The rise of ransomware-as-a-service (RaaS)
Phishing may remain the number one tactic for attackers for stealing personal data, but ransomware attacks are on the rise as criminals look to profit directly from their attacks. Every week, ransomware attacks hit the headlines and the list of organizations falling victim grows longer. It seems that we are yet to find an effective cure for our ransomware pandemic.
This type of attack remains popular among bad actors and cyber criminals simply because it is so profitable – ransomware involves little cost and plenty of reward. The reality is that companies operating in today’s landscape simply cannot afford to be offline in the aftermath of the pandemic’s workforce diaspora. Remaining offline risks not only financial loss but also long-term reputational damage. For example, when Tesco’s website went down in a suspected hack attempt, sales took a hit as customers shopped from supermarket rivals. The big concern for the company now is whether they will come back.
Whilst we can’t say for sure how many ransomware attacks happen on a daily basis, rest assured the number is high and continues to grow. Cybersecurity Ventures estimates that a ransomware attack happens every 11 seconds. Understandably, some organizations decide not to disclose that they’ve been attacked – after all, sharing this information could expose them further and damage their reputation. Take Travelex as an example of a company that never managed to recover – shortly after revealing the extent of an attack and paying the ransom, it went into administration.
The rise of Ransomware-as-a-Service (RaaS) is part of cybercrime’s evolution towards a commercialized business. This commercial branch magnifies the ransomware threat as even inexperienced cyber criminals can buy everything they need on the dark web and launch an attack. It is not going away any time soon and will be one of the biggest cybersecurity threats in 2022.

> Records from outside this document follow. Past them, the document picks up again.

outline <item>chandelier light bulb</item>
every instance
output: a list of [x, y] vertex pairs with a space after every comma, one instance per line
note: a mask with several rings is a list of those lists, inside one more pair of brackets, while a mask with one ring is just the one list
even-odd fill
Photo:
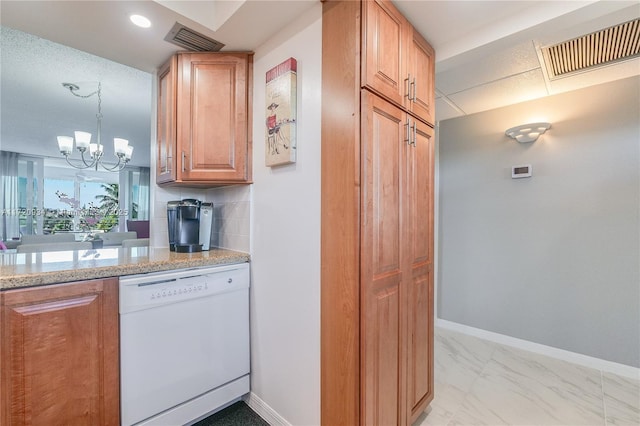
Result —
[[71, 136], [58, 136], [58, 148], [63, 155], [70, 155], [73, 151], [73, 138]]
[[[91, 133], [76, 131], [76, 148], [86, 150], [91, 144]], [[92, 144], [93, 145], [93, 144]]]
[[122, 138], [113, 138], [113, 151], [116, 155], [123, 155], [127, 147], [129, 146], [129, 141]]
[[131, 160], [131, 156], [133, 156], [133, 147], [131, 145], [129, 145], [129, 146], [127, 146], [127, 150], [124, 153], [124, 160], [125, 161]]

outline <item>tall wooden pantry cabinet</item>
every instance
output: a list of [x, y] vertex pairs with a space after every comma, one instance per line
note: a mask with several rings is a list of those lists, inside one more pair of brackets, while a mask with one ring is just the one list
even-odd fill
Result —
[[434, 52], [387, 0], [323, 3], [321, 417], [433, 399]]

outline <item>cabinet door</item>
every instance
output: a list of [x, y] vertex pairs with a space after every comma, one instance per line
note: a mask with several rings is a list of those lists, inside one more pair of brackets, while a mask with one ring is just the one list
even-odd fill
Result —
[[435, 52], [413, 28], [409, 43], [409, 102], [408, 109], [427, 123], [434, 123]]
[[158, 70], [158, 129], [156, 182], [176, 180], [176, 73], [173, 56]]
[[407, 413], [412, 424], [433, 399], [433, 130], [412, 120], [406, 156]]
[[249, 54], [181, 54], [178, 176], [183, 181], [250, 180]]
[[403, 106], [408, 90], [406, 19], [387, 0], [363, 1], [362, 85]]
[[402, 424], [406, 114], [362, 92], [361, 424]]
[[0, 423], [118, 425], [118, 280], [0, 297]]

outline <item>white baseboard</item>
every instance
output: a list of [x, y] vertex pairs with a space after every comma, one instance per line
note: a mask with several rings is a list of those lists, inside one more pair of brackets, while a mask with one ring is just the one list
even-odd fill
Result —
[[284, 417], [271, 408], [266, 402], [260, 399], [255, 393], [249, 392], [243, 397], [244, 402], [262, 417], [271, 426], [292, 426]]
[[629, 377], [631, 379], [640, 379], [640, 368], [632, 367], [630, 365], [624, 365], [600, 358], [594, 358], [576, 352], [558, 349], [552, 346], [542, 345], [540, 343], [534, 343], [528, 340], [518, 339], [516, 337], [506, 336], [504, 334], [494, 333], [492, 331], [482, 330], [480, 328], [470, 327], [468, 325], [458, 324], [456, 322], [447, 321], [440, 318], [436, 319], [436, 326], [452, 331], [457, 331], [459, 333], [468, 334], [470, 336], [475, 336], [480, 339], [489, 340], [491, 342], [500, 343], [502, 345], [512, 346], [518, 349], [523, 349], [525, 351], [572, 362], [584, 367], [614, 373], [619, 376]]

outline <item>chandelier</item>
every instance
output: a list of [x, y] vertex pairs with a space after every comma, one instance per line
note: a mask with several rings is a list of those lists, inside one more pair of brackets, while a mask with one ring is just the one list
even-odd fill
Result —
[[[91, 133], [76, 131], [75, 135], [75, 143], [76, 149], [80, 151], [80, 157], [82, 159], [81, 165], [73, 164], [69, 161], [69, 156], [73, 151], [73, 142], [74, 138], [71, 136], [58, 136], [58, 148], [60, 149], [60, 153], [64, 155], [64, 158], [67, 160], [67, 163], [71, 167], [75, 167], [76, 169], [88, 169], [90, 167], [98, 170], [98, 165], [100, 165], [104, 170], [110, 172], [119, 172], [124, 169], [129, 161], [131, 161], [131, 156], [133, 154], [133, 147], [129, 146], [129, 141], [121, 138], [113, 138], [113, 150], [115, 152], [115, 156], [118, 158], [118, 163], [114, 166], [106, 166], [103, 161], [103, 145], [100, 139], [100, 131], [102, 126], [102, 85], [98, 82], [98, 90], [95, 92], [89, 93], [88, 95], [80, 95], [76, 93], [80, 90], [80, 87], [73, 83], [62, 83], [62, 86], [66, 89], [69, 89], [69, 92], [73, 96], [77, 96], [79, 98], [90, 98], [93, 95], [98, 95], [98, 113], [96, 114], [96, 118], [98, 120], [98, 130], [96, 135], [96, 142], [91, 142]], [[85, 157], [85, 153], [89, 151], [88, 158]]]

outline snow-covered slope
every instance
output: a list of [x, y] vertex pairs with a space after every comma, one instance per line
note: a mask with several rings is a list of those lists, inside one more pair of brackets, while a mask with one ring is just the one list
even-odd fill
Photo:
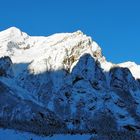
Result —
[[0, 32], [0, 126], [139, 132], [139, 78], [139, 65], [107, 62], [81, 31], [32, 37], [11, 27]]

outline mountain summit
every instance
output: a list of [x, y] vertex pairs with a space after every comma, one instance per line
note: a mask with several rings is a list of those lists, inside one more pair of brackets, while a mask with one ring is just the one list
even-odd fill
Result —
[[[113, 64], [81, 31], [0, 32], [0, 126], [37, 134], [140, 133], [140, 66]], [[30, 127], [29, 127], [30, 126]]]

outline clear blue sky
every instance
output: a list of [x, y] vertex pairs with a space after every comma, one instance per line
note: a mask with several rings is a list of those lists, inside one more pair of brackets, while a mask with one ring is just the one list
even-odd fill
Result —
[[140, 64], [140, 0], [0, 0], [0, 30], [30, 35], [81, 30], [107, 60]]

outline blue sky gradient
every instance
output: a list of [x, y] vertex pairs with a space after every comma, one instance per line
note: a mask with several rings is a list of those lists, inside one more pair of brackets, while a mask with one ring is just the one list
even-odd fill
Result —
[[114, 63], [140, 64], [140, 0], [0, 0], [0, 30], [29, 35], [83, 31]]

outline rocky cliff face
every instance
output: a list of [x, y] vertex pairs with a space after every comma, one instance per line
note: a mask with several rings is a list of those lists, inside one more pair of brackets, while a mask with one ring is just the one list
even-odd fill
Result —
[[140, 66], [107, 62], [81, 31], [31, 37], [12, 27], [0, 32], [0, 57], [2, 127], [139, 133]]

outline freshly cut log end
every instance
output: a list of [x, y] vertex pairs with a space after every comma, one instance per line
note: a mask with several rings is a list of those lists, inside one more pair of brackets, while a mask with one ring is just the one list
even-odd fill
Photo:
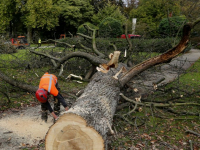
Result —
[[104, 150], [102, 136], [76, 114], [63, 114], [49, 129], [46, 150]]

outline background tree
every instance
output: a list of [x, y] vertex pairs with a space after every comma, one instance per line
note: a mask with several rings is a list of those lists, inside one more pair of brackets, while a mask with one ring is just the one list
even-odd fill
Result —
[[173, 16], [180, 14], [178, 1], [168, 0], [144, 0], [140, 1], [136, 9], [130, 12], [130, 19], [137, 18], [138, 24], [147, 24], [146, 30], [155, 30], [162, 18], [168, 17], [172, 12]]
[[90, 0], [58, 0], [58, 6], [61, 8], [60, 21], [64, 20], [64, 32], [76, 33], [78, 26], [90, 21], [94, 14]]
[[28, 42], [32, 42], [33, 28], [46, 28], [50, 30], [58, 25], [60, 8], [53, 5], [52, 0], [16, 0], [16, 8], [23, 15], [22, 22], [27, 27]]
[[97, 14], [94, 14], [92, 17], [92, 22], [95, 25], [98, 25], [103, 19], [107, 17], [112, 17], [116, 20], [119, 20], [122, 24], [126, 21], [125, 16], [120, 11], [120, 8], [117, 5], [111, 4], [108, 2], [105, 7], [100, 9]]
[[12, 0], [0, 1], [0, 7], [0, 33], [13, 32], [16, 23], [19, 22], [16, 2]]

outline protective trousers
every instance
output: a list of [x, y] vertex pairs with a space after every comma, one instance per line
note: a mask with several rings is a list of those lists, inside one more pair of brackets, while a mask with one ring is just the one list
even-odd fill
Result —
[[[60, 88], [58, 86], [58, 83], [56, 83], [56, 88], [58, 89], [59, 93], [58, 95], [55, 97], [53, 97], [54, 99], [54, 108], [53, 111], [55, 112], [55, 114], [57, 116], [59, 116], [60, 114], [60, 98], [63, 98], [62, 95], [60, 94]], [[42, 109], [42, 116], [41, 119], [44, 120], [45, 122], [47, 122], [48, 119], [48, 108], [46, 107], [47, 105], [45, 105], [45, 103], [41, 103], [41, 109]]]

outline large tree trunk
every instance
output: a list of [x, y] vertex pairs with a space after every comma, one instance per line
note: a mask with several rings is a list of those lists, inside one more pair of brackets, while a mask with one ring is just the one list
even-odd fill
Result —
[[[189, 41], [193, 24], [183, 29], [180, 43], [166, 53], [146, 60], [116, 78], [113, 72], [121, 65], [102, 64], [104, 72], [98, 72], [88, 84], [84, 93], [69, 111], [49, 129], [46, 135], [47, 150], [103, 150], [106, 148], [107, 132], [111, 129], [112, 119], [119, 100], [120, 86], [124, 86], [133, 76], [163, 62], [171, 60], [181, 53]], [[114, 58], [114, 56], [112, 57]], [[111, 61], [110, 61], [111, 62]], [[110, 69], [111, 68], [111, 69]], [[105, 70], [106, 69], [106, 70]], [[109, 69], [109, 71], [108, 71]], [[122, 69], [121, 69], [122, 70]], [[125, 70], [125, 69], [124, 69]], [[113, 77], [114, 76], [114, 77]], [[99, 134], [98, 134], [99, 133]]]
[[98, 72], [46, 135], [47, 150], [103, 150], [119, 100], [118, 80]]

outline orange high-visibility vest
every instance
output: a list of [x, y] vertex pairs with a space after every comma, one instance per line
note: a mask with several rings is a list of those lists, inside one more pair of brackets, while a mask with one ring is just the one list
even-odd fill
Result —
[[56, 88], [57, 77], [53, 74], [46, 72], [40, 79], [39, 88], [43, 88], [53, 96], [58, 95], [58, 89]]

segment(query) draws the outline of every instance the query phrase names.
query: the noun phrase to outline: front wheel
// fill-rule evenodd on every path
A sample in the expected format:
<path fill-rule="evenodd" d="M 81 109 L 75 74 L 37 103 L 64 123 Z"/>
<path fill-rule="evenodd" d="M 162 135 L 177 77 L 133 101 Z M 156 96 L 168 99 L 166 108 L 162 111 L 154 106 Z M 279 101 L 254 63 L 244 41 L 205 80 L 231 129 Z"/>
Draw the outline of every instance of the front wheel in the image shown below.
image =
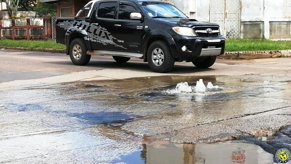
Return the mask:
<path fill-rule="evenodd" d="M 147 61 L 150 68 L 156 72 L 166 73 L 170 71 L 175 64 L 168 45 L 161 40 L 152 43 L 147 50 Z"/>
<path fill-rule="evenodd" d="M 130 58 L 127 57 L 113 56 L 113 57 L 116 62 L 119 63 L 126 63 L 130 60 Z"/>
<path fill-rule="evenodd" d="M 207 68 L 212 66 L 216 61 L 216 56 L 209 57 L 202 61 L 194 61 L 192 63 L 199 68 Z"/>
<path fill-rule="evenodd" d="M 91 55 L 87 54 L 87 47 L 82 39 L 75 39 L 70 45 L 70 57 L 74 65 L 85 66 L 91 59 Z"/>

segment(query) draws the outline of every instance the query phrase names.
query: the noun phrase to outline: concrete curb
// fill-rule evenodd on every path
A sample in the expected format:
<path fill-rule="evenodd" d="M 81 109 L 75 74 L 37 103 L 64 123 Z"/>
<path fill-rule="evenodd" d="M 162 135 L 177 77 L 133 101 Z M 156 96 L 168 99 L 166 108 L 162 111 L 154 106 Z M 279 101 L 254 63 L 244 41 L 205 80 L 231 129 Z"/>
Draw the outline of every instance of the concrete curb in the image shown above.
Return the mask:
<path fill-rule="evenodd" d="M 38 52 L 53 52 L 53 53 L 65 53 L 65 49 L 30 49 L 30 48 L 23 48 L 21 47 L 3 47 L 0 46 L 0 49 L 14 49 L 14 50 L 28 50 L 31 51 L 38 51 Z"/>
<path fill-rule="evenodd" d="M 0 49 L 28 50 L 32 51 L 47 52 L 53 53 L 65 53 L 65 49 L 39 49 L 0 46 Z M 269 51 L 226 52 L 224 55 L 219 56 L 219 59 L 255 59 L 291 57 L 291 49 Z"/>
<path fill-rule="evenodd" d="M 226 52 L 218 58 L 226 59 L 255 59 L 280 57 L 291 57 L 291 50 Z"/>

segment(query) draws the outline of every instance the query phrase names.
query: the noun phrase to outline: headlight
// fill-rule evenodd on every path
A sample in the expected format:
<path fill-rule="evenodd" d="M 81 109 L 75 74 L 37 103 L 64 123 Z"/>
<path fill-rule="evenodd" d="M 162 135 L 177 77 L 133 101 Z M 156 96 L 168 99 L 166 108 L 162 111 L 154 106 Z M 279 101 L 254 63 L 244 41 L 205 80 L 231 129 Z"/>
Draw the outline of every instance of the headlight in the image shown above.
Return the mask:
<path fill-rule="evenodd" d="M 219 30 L 219 35 L 223 35 L 223 33 L 222 33 L 222 32 L 221 31 L 221 30 L 220 29 L 220 28 L 218 29 L 218 30 Z"/>
<path fill-rule="evenodd" d="M 196 36 L 192 28 L 186 27 L 174 27 L 172 28 L 177 33 L 183 36 Z"/>

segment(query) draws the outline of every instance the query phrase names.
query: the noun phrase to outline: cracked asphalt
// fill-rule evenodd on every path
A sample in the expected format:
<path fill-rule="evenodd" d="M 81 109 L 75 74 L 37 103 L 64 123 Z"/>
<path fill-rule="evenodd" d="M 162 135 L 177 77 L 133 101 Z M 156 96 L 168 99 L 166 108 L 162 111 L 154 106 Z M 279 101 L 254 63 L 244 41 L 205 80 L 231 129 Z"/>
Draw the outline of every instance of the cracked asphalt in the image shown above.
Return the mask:
<path fill-rule="evenodd" d="M 290 58 L 163 74 L 135 59 L 78 66 L 62 54 L 1 51 L 0 163 L 271 164 L 291 148 Z M 200 79 L 222 89 L 172 92 Z"/>

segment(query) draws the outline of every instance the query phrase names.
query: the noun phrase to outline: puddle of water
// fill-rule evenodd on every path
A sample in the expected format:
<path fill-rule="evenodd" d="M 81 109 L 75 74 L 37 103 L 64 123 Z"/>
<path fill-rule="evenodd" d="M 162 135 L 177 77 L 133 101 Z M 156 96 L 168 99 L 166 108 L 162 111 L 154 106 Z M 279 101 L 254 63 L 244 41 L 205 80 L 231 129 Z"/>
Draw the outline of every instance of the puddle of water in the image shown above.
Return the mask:
<path fill-rule="evenodd" d="M 177 86 L 181 82 L 189 83 Z M 0 91 L 0 163 L 272 163 L 274 151 L 290 148 L 290 140 L 276 136 L 265 142 L 250 138 L 177 145 L 136 134 L 172 131 L 287 106 L 274 98 L 291 99 L 290 90 L 286 82 L 166 76 Z M 141 123 L 130 124 L 134 121 Z M 65 132 L 38 133 L 54 131 Z"/>
<path fill-rule="evenodd" d="M 108 124 L 125 122 L 134 118 L 135 116 L 120 112 L 98 113 L 83 113 L 71 114 L 75 117 L 84 119 L 90 124 Z"/>
<path fill-rule="evenodd" d="M 216 144 L 174 144 L 153 142 L 142 149 L 122 155 L 113 163 L 126 164 L 252 164 L 273 163 L 273 155 L 247 143 L 227 142 Z"/>

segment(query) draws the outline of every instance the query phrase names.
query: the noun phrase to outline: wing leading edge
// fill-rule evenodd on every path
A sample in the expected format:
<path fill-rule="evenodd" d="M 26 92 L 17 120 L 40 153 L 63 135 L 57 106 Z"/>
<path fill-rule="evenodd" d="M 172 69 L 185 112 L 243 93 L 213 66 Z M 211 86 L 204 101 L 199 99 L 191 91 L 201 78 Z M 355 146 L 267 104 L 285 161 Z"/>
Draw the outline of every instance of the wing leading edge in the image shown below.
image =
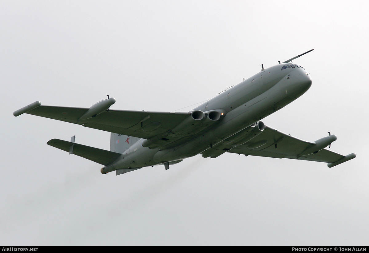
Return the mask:
<path fill-rule="evenodd" d="M 331 140 L 331 142 L 337 139 L 335 136 L 334 136 L 330 138 L 333 140 Z M 315 142 L 306 142 L 265 126 L 261 134 L 249 142 L 234 148 L 229 147 L 230 150 L 227 152 L 242 154 L 246 156 L 289 158 L 328 163 L 328 166 L 330 167 L 356 156 L 354 153 L 345 156 L 324 148 L 329 143 L 320 150 L 315 150 L 315 147 L 319 149 L 318 141 Z"/>

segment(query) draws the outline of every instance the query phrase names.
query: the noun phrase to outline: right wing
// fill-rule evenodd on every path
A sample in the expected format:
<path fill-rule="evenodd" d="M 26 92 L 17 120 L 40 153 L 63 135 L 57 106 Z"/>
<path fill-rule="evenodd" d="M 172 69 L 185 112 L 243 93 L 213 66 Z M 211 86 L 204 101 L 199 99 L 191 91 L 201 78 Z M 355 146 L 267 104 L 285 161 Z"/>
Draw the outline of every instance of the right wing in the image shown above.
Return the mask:
<path fill-rule="evenodd" d="M 318 148 L 317 149 L 318 150 L 315 150 L 319 141 L 324 141 L 324 139 L 328 139 L 330 137 L 332 137 L 330 138 L 331 140 L 337 139 L 335 136 L 330 136 L 315 142 L 310 142 L 265 126 L 265 129 L 260 134 L 244 144 L 234 148 L 229 147 L 229 150 L 227 152 L 246 156 L 290 158 L 327 163 L 330 167 L 356 157 L 354 153 L 344 156 L 324 148 L 329 145 L 327 142 L 328 144 L 320 150 Z"/>

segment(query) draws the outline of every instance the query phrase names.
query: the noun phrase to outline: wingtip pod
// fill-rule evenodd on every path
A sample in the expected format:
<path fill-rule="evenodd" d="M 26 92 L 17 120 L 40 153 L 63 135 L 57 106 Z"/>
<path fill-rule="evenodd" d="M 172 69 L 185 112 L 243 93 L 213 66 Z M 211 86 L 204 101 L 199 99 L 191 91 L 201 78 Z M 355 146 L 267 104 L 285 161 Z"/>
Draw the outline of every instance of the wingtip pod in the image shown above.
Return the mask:
<path fill-rule="evenodd" d="M 24 113 L 25 113 L 27 112 L 28 112 L 31 110 L 34 109 L 36 107 L 38 107 L 41 105 L 41 102 L 39 101 L 36 101 L 34 102 L 32 104 L 30 104 L 27 106 L 25 106 L 23 108 L 21 108 L 18 110 L 15 111 L 15 112 L 13 112 L 13 115 L 15 116 L 16 117 L 21 114 L 23 114 Z"/>
<path fill-rule="evenodd" d="M 335 166 L 336 165 L 338 165 L 339 164 L 341 164 L 342 163 L 344 163 L 345 162 L 347 162 L 349 160 L 351 160 L 351 159 L 354 159 L 355 157 L 356 157 L 356 154 L 354 153 L 351 153 L 349 155 L 348 155 L 345 156 L 345 157 L 342 158 L 339 161 L 335 162 L 335 163 L 329 163 L 327 164 L 327 166 L 330 168 L 332 168 L 332 167 Z"/>

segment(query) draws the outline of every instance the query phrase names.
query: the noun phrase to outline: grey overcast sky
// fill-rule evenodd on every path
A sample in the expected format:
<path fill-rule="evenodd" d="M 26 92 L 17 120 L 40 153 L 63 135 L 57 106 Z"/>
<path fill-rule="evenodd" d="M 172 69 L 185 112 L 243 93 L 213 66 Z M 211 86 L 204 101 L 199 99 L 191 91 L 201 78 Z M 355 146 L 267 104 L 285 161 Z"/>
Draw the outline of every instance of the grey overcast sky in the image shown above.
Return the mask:
<path fill-rule="evenodd" d="M 0 245 L 369 244 L 364 1 L 0 1 Z M 263 120 L 326 164 L 224 154 L 115 176 L 46 144 L 109 149 L 110 134 L 14 111 L 42 104 L 172 111 L 294 61 L 308 91 Z M 186 111 L 195 107 L 187 107 Z"/>

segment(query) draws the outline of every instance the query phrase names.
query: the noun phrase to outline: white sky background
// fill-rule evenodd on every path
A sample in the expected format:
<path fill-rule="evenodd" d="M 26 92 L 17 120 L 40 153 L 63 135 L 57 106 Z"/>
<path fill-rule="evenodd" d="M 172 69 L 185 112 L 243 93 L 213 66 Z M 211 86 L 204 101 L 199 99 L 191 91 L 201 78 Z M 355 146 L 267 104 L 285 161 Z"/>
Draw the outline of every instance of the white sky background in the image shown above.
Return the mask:
<path fill-rule="evenodd" d="M 251 1 L 250 1 L 251 2 Z M 368 245 L 366 1 L 0 1 L 0 245 Z M 263 120 L 355 159 L 225 154 L 117 176 L 49 146 L 110 134 L 13 112 L 36 100 L 171 111 L 310 49 L 310 89 Z M 182 111 L 188 111 L 190 107 Z"/>

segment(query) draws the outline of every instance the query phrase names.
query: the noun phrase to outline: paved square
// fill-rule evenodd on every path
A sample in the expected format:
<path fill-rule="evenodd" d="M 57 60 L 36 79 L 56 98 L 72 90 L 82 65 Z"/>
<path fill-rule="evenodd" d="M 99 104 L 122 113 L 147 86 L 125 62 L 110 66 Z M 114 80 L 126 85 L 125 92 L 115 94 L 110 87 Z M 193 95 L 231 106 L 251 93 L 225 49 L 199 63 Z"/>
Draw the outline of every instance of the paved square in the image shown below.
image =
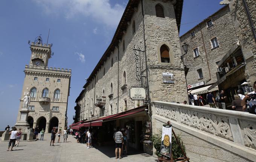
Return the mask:
<path fill-rule="evenodd" d="M 97 146 L 86 148 L 84 144 L 78 144 L 75 138 L 68 136 L 67 142 L 55 143 L 50 146 L 50 134 L 44 135 L 44 141 L 21 141 L 20 146 L 13 151 L 7 151 L 8 142 L 0 142 L 0 161 L 3 162 L 155 162 L 156 159 L 137 151 L 131 150 L 130 154 L 116 159 L 114 146 Z M 55 141 L 58 141 L 56 138 Z"/>

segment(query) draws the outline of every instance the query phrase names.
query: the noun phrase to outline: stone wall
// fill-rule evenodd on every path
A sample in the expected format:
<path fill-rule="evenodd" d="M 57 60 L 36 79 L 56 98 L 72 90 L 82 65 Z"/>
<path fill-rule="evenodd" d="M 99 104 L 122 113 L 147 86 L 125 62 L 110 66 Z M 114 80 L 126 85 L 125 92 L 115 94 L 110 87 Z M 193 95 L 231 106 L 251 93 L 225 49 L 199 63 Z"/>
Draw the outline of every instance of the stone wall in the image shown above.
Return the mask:
<path fill-rule="evenodd" d="M 180 58 L 181 51 L 178 33 L 172 2 L 169 1 L 143 1 L 146 53 L 151 100 L 181 102 L 187 100 L 187 97 L 185 76 L 183 74 L 183 66 Z M 165 18 L 156 17 L 155 16 L 155 7 L 158 3 L 164 6 Z M 86 115 L 88 111 L 92 111 L 92 114 L 94 116 L 99 115 L 102 108 L 95 106 L 94 104 L 96 103 L 96 97 L 102 96 L 103 90 L 106 99 L 104 116 L 130 110 L 144 104 L 143 101 L 132 100 L 130 98 L 129 92 L 129 90 L 132 87 L 146 86 L 145 52 L 140 52 L 140 59 L 142 75 L 144 76 L 142 78 L 142 80 L 138 81 L 136 78 L 136 62 L 135 51 L 133 50 L 134 46 L 136 45 L 137 48 L 140 48 L 142 51 L 145 50 L 143 17 L 140 2 L 135 10 L 131 19 L 129 21 L 129 25 L 125 30 L 118 45 L 112 51 L 101 67 L 97 69 L 98 72 L 94 78 L 86 84 L 85 101 L 82 101 L 82 98 L 81 98 L 80 101 L 78 101 L 78 104 L 81 104 L 81 108 L 82 105 L 85 103 L 84 112 L 85 115 L 81 120 L 90 117 Z M 134 21 L 135 22 L 136 32 L 133 34 L 132 25 Z M 123 48 L 123 41 L 125 42 L 124 50 Z M 170 52 L 172 55 L 173 57 L 171 58 L 173 59 L 171 60 L 171 63 L 158 62 L 160 46 L 163 44 L 170 48 Z M 113 64 L 111 67 L 112 58 Z M 104 69 L 105 75 L 104 75 Z M 125 84 L 123 77 L 124 71 L 126 75 Z M 162 73 L 165 72 L 174 74 L 174 83 L 163 83 Z M 110 90 L 111 83 L 113 86 L 112 93 Z M 127 104 L 126 108 L 125 100 Z M 112 107 L 112 112 L 111 105 Z"/>
<path fill-rule="evenodd" d="M 166 102 L 151 106 L 153 134 L 170 121 L 191 161 L 255 160 L 255 115 Z"/>
<path fill-rule="evenodd" d="M 203 81 L 205 85 L 208 85 L 216 82 L 216 63 L 238 41 L 228 6 L 224 7 L 209 17 L 212 18 L 206 19 L 180 38 L 182 45 L 185 42 L 189 45 L 187 53 L 184 57 L 184 64 L 189 68 L 187 75 L 188 85 Z M 213 25 L 208 27 L 207 22 L 211 20 Z M 193 32 L 195 35 L 192 36 Z M 216 37 L 219 46 L 213 48 L 210 40 L 215 37 Z M 199 56 L 195 57 L 193 50 L 197 47 Z M 200 68 L 203 74 L 202 78 L 199 78 L 197 71 Z"/>
<path fill-rule="evenodd" d="M 256 1 L 245 0 L 254 26 L 256 26 Z M 229 4 L 232 18 L 235 22 L 242 51 L 246 60 L 247 81 L 256 81 L 256 43 L 242 0 L 232 0 Z"/>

Prevention is the best cure
Like with most attacks, prevention is always better than finding a cure once infected. It’s important for companies to try and mitigate the impact of an attack before it hits. An effective strategy requires the right mix of cybersecurity tools, such as DNS security to detect threats entering and leaving the corporate network, and continued employee education. The ransomware landscape is complex and companies need to ensure their training is ever evolving in order to keep up.
That means that employee education should go beyond standard training. It should be continuous. After all, attackers never stop so why would our defense? From spoofing phone calls to phishing emails, cyber criminals play by volume and are very persistent. They can send thousands of emails every day, trying to infiltrate an organization. The heavier the volume, the higher the chance that somebody will open the email and click the link. “Report phishing” buttons – and other tools built for employees to support the fight against cybercrime – are likely to become increasingly important moving forward. With cyber criminals knocking at every door to try and gain entry, every worker is part of the first line of defense.